La crise alimentaire est intimement liée à la crise écologique. Une illustration en est fournie par le développement des agrocarburants, fallacieusement présentés comme une solution écologique à l’épuisement des sources d’énergie fossiles non renouvelables. Il s’agit en fait d’une nouvelle filière lancée par les groupes et exploitants de l’agro-industrie dont les effets sur les bilans écologiques et alimentaires de la planète seront désastreux.
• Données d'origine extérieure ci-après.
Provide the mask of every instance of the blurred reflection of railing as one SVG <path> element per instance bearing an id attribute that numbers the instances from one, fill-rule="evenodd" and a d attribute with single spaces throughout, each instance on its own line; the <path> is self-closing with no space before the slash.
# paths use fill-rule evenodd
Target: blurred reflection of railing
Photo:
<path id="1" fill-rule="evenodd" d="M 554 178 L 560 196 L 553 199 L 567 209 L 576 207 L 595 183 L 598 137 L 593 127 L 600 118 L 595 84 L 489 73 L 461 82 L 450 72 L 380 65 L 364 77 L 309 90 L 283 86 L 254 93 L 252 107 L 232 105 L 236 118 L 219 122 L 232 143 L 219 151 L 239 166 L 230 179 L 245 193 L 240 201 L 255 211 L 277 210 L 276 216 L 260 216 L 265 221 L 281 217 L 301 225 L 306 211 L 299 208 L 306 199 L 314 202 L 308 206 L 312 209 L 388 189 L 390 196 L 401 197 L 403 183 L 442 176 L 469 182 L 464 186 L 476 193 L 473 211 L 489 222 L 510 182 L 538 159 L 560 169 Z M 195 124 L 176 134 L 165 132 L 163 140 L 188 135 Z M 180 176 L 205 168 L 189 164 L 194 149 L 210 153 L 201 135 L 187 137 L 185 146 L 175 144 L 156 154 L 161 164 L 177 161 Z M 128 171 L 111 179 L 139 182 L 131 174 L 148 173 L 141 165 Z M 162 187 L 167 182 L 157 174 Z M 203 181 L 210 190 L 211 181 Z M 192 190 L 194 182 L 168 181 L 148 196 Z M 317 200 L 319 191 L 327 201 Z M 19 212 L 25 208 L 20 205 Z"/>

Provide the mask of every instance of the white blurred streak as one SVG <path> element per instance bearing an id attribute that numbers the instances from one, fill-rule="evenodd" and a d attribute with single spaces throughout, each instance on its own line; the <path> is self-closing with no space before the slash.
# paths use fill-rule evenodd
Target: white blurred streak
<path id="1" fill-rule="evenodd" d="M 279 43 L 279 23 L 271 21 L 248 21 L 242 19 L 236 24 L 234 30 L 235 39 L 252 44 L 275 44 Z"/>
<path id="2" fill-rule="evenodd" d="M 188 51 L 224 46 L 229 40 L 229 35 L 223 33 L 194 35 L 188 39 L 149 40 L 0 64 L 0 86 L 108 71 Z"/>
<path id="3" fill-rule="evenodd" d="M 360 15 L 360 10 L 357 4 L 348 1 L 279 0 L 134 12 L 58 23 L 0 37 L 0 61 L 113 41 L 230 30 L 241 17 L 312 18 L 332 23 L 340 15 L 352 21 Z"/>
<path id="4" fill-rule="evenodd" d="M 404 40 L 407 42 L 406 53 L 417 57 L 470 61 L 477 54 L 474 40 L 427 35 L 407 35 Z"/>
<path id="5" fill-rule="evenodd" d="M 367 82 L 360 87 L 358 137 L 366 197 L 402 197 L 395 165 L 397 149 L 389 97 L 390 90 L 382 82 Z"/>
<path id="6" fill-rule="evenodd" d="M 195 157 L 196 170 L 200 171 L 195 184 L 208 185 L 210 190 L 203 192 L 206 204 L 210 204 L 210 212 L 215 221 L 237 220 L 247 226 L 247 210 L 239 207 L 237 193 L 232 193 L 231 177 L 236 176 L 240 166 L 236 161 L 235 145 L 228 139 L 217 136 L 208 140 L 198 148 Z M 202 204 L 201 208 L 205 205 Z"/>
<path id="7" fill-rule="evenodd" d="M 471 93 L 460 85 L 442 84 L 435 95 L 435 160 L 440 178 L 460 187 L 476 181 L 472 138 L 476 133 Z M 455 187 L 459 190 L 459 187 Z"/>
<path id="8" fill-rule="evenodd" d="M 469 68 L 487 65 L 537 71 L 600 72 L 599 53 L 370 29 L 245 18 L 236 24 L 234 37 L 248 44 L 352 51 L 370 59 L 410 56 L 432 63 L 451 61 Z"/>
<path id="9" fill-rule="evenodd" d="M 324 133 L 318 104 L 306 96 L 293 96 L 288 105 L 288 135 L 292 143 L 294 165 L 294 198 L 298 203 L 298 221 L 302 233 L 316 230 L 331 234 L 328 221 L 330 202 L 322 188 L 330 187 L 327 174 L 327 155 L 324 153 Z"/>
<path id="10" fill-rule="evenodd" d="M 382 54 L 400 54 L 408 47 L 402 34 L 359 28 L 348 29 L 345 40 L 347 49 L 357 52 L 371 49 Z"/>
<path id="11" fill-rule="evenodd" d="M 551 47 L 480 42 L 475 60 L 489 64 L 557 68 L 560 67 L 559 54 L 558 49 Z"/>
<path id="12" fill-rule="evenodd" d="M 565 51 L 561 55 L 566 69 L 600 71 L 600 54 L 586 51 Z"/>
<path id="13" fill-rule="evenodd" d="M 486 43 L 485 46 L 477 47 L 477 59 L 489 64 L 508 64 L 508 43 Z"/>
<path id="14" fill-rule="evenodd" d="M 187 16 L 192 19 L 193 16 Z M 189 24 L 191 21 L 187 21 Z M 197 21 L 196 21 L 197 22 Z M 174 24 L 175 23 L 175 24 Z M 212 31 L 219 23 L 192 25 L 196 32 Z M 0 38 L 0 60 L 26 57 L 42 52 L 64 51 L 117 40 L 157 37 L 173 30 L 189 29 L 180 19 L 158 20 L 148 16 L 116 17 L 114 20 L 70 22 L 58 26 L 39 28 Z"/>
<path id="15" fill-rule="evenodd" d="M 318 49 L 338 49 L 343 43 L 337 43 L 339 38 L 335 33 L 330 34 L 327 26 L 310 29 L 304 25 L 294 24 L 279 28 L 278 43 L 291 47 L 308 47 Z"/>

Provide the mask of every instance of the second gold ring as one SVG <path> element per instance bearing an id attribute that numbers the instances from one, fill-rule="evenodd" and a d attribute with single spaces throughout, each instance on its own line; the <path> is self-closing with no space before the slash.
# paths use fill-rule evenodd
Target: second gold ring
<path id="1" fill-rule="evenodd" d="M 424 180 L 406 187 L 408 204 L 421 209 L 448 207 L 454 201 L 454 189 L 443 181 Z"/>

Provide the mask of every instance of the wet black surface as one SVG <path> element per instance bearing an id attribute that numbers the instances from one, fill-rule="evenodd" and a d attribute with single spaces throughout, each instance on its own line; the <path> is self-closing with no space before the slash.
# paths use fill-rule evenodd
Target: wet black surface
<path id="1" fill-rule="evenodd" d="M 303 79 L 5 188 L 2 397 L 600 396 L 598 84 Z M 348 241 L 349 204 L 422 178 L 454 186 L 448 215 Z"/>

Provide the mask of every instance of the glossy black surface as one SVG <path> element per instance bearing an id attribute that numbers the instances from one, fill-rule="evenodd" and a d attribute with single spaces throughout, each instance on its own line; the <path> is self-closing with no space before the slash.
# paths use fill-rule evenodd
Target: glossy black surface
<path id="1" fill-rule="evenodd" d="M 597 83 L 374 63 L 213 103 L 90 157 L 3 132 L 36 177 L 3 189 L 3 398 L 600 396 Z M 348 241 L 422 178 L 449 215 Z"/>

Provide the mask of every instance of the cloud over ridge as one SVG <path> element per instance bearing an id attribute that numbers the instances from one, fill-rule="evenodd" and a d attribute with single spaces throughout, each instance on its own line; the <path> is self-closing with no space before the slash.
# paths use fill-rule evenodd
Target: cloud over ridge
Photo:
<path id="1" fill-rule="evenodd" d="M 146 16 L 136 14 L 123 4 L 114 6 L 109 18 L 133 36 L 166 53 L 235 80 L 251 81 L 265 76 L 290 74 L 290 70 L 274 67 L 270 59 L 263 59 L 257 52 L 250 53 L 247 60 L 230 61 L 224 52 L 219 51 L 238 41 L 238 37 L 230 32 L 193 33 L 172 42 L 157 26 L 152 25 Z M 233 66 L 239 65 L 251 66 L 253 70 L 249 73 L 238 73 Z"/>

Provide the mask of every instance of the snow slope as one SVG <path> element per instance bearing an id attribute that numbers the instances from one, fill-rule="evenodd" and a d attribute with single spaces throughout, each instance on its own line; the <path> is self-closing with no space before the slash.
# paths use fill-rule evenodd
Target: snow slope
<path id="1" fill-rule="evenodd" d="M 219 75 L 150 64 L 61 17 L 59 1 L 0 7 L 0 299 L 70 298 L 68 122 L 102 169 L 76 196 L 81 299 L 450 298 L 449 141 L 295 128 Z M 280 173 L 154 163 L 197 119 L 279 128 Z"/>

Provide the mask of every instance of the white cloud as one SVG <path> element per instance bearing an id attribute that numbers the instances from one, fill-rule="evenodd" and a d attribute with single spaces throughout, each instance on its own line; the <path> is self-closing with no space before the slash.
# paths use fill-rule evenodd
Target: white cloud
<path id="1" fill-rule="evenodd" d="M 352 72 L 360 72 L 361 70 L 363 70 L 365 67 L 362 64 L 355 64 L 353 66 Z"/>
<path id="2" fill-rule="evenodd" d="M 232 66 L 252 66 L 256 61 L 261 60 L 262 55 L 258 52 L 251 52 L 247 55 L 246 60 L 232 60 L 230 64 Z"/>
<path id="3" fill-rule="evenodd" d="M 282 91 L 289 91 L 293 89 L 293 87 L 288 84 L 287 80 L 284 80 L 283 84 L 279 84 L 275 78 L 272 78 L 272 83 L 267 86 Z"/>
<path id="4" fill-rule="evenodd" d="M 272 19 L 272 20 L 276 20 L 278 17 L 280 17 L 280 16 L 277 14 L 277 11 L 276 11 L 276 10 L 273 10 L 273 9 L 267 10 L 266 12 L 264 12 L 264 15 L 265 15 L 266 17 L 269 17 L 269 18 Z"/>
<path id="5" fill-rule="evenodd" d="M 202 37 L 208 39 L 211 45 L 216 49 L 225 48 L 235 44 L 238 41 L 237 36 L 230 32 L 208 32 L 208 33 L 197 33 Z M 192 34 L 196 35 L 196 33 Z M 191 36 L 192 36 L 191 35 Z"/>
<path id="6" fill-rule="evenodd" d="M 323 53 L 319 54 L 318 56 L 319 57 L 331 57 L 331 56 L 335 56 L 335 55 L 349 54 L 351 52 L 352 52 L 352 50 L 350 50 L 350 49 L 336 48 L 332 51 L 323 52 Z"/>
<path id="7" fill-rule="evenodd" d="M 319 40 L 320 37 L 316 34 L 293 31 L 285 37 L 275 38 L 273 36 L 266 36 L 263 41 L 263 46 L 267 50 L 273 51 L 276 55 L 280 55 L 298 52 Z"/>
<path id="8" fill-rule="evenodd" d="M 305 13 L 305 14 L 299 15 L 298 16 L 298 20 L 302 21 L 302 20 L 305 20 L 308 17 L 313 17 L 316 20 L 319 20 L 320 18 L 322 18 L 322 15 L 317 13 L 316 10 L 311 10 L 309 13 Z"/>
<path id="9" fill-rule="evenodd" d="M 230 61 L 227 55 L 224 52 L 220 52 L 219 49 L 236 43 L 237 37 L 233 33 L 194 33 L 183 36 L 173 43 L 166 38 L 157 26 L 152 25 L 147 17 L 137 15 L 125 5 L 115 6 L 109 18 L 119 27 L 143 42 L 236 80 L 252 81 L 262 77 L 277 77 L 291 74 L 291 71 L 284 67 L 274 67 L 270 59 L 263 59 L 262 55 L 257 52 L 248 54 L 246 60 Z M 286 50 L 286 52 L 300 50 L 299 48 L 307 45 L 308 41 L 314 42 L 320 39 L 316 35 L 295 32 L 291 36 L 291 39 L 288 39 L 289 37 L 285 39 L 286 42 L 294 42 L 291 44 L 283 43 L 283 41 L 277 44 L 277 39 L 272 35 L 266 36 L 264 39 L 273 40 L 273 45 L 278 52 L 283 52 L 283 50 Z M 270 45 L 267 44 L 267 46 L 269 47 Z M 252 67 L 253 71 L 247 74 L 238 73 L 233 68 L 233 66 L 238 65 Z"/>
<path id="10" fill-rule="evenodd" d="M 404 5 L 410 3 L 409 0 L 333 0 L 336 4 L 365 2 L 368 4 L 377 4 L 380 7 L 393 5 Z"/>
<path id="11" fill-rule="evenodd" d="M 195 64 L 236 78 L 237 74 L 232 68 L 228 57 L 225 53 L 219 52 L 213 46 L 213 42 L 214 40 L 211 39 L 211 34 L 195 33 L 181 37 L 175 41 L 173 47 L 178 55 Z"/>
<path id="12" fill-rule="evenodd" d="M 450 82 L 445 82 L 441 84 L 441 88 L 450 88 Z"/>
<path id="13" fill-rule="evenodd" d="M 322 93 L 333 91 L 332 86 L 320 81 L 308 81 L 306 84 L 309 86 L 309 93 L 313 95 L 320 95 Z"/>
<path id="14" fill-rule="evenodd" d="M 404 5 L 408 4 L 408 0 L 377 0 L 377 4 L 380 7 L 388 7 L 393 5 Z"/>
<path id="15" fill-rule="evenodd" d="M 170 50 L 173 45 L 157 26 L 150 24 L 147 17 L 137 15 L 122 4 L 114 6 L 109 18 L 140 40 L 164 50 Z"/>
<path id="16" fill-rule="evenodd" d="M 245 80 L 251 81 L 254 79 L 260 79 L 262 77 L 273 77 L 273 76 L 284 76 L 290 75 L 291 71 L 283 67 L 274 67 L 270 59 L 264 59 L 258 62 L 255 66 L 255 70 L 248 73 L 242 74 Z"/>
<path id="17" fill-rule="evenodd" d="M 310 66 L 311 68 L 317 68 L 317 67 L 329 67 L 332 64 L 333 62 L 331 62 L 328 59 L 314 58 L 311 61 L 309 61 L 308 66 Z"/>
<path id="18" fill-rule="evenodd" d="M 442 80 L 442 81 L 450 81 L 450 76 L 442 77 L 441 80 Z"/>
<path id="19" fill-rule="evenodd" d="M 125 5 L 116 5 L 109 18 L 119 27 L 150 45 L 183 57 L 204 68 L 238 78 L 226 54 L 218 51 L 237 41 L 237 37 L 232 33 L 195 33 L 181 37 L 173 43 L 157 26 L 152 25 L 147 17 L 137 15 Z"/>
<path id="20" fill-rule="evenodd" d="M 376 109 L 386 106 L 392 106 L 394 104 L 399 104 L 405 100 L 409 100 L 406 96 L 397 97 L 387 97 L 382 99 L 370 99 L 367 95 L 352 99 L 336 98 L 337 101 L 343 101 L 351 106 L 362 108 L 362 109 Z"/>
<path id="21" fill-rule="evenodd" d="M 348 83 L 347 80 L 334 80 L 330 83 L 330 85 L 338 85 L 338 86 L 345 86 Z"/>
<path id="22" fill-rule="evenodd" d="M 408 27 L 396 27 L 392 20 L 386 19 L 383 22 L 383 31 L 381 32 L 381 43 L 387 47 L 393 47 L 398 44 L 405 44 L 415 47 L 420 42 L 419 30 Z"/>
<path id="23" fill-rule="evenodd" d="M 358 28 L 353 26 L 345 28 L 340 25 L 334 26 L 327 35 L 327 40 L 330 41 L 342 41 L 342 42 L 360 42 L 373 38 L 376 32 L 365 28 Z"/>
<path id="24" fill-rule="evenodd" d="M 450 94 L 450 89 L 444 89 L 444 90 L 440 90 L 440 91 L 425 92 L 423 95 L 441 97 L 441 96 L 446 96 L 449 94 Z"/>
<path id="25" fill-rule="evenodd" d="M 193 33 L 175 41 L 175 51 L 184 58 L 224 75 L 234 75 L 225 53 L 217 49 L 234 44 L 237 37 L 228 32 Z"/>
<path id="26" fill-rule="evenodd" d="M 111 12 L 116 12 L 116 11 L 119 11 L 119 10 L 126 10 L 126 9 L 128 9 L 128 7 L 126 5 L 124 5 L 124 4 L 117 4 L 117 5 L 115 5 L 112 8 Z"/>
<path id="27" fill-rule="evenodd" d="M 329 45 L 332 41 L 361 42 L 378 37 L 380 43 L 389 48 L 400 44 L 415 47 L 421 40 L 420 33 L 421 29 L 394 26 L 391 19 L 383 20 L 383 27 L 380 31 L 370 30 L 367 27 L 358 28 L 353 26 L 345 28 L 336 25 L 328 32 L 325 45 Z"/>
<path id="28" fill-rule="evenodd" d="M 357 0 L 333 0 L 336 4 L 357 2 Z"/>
Enfin, la crise actuelle est de nature géopolitique. Tout d’abord parce qu’elle remet en cause l’hégémonie étatsunienne. Le modèle économique des États-Unis est en panne. Fondé sur une hyperconsommation des ménages, qui est le moteur du boom économique du pays, ce modèle a entraîné un surendettement devenu insoutenable, et qui est à l’origine de la crise financière. La puissance économique des États-Unis était directement liée à leur capacité à émettre sans limites une dette en dollars auprès de l’étranger grâce au statut de monnaie internationale du billet vert. La crise financière du pays sape la domination mondiale du dollar, comme le montre sa forte baisse (plus de – 100 % contre euro depuis 2001). Par ailleurs, la montée en puissance des grands pays émergents – les Bric [^2] – est désormais un défi pour l’hégémonie économique et financière étatsunienne. L’économie mondiale devient polycentrique.
Une sortie de la crise ne sera possible que si au moins deux séries de conditions sont remplies. D’une part, la reconnaissance d’une nouvelle hiérarchie des normes à l’échelle internationale qui donne la priorité aux impératifs écologiques et sociaux sur les critères purement financiers et marchands. D’autre part, une réforme profonde du gouvernement de la planète, permettant à tous les pays de promouvoir leur propre modèle de développement (et notamment leur souveraineté alimentaire), et remettant en cause le fonctionnement actuel des institutions internationales (FMI, Banque mondiale, OMC), dont les politiques ont contribué aux crises en cours.
[^2]: Brésil, Russie, Inde et Chine.